Judgments are also strongly affected by the frame in which evidence is presented or its obvious implications (e.g. to support or counter an existing policy). Scientists are not exempt from judgmental biases. Common problems in judgments made by experts and authorities include overconfidence (underestimating uncertainty), wishful thinking (desired outcomes are more likely than undesired outcomes), and confirmation bias (seeking evidence consistent with our preconceptions and policy (so-called ‘policy-based evidence making’).

Unexpected or seemingly aberrant behaviours in others are persistently attributed to their undisciplined personal habits or qualities, attitude or failure to follow procedure (and, therefore, they are not credible). The reaction of those in authority then becomes scapegoating, blame and policy focused on controls to force compliance. This authoritarian reaction provokes resistance and non-compliance, which strengthens the authorities’ erroneous belief that these ‘deviants’ (including scientists with alternate views) are unreliable and require still greater monitoring and control.
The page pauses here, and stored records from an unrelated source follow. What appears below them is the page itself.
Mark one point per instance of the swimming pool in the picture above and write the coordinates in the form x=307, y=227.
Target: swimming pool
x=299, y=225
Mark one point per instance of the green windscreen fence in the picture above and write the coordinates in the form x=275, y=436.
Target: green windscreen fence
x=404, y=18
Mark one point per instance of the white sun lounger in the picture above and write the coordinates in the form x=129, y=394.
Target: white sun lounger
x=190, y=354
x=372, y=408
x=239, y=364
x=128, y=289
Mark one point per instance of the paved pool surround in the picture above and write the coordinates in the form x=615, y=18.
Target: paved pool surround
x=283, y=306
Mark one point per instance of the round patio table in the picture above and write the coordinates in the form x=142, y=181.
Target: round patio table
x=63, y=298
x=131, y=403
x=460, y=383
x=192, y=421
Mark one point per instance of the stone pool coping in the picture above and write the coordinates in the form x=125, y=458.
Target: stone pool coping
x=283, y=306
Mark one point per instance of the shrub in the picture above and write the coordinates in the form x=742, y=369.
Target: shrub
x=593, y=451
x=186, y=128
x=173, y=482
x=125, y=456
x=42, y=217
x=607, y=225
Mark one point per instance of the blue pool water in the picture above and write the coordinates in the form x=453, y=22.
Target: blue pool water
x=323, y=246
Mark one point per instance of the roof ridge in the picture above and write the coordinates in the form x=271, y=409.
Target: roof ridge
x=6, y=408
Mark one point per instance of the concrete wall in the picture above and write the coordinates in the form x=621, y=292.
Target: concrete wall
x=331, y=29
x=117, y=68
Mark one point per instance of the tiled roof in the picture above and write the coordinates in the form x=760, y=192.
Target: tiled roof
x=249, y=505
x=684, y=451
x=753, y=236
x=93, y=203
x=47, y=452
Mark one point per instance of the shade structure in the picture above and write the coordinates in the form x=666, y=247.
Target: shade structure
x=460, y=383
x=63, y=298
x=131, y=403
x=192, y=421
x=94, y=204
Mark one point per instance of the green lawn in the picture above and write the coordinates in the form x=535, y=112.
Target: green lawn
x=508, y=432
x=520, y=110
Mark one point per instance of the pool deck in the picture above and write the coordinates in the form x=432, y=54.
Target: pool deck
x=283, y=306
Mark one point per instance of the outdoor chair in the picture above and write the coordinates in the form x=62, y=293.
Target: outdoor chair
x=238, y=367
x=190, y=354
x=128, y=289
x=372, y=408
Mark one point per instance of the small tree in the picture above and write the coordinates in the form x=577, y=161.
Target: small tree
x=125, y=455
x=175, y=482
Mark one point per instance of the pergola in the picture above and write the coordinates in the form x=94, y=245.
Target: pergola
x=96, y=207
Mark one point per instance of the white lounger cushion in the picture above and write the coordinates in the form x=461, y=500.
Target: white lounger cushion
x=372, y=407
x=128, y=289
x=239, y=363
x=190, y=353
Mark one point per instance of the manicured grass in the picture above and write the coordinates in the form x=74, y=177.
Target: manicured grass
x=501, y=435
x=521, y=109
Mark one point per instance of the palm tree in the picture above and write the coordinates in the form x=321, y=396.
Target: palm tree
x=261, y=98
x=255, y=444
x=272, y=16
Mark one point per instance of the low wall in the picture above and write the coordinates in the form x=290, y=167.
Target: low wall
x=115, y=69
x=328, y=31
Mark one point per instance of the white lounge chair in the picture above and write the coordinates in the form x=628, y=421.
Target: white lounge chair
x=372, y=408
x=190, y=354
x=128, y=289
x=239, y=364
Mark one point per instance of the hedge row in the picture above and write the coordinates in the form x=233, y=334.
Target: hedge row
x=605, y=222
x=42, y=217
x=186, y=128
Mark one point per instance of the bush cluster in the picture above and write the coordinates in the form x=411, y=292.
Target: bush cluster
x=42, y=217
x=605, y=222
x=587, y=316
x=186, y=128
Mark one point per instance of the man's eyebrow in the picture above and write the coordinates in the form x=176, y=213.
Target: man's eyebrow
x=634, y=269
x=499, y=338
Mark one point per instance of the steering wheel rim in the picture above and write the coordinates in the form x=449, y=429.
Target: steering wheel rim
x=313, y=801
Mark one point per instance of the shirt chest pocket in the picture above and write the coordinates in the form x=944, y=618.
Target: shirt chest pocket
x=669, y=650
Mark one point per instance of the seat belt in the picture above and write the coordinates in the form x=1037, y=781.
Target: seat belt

Social systems contain intricate networks of feedback processes. Implementation of policy decisions affects people. They seek to achieve their own goals and act to restore the balance that that has been upset by the policy. Citizens become cynical, non-compliant and actively resistant when they think that those with power and authority manipulate the policy-making process for ideological, political, or pecuniary purposes.

Their reactions also generate intended and unintended consequences. The problem intensifies when those in authority respond to the feedback by pulling harder on their policy levers, thus creating a vicious cycle.

The power of ‘the system’ to shape behaviour is an opportunity for policymakers. It is an opportunity to focus efforts where they have highest leverage; not to control people, but to design enabling systems in which people outside the formal decision-making structures can contribute to decisions and actions … and to achieve what commands and controls cannot.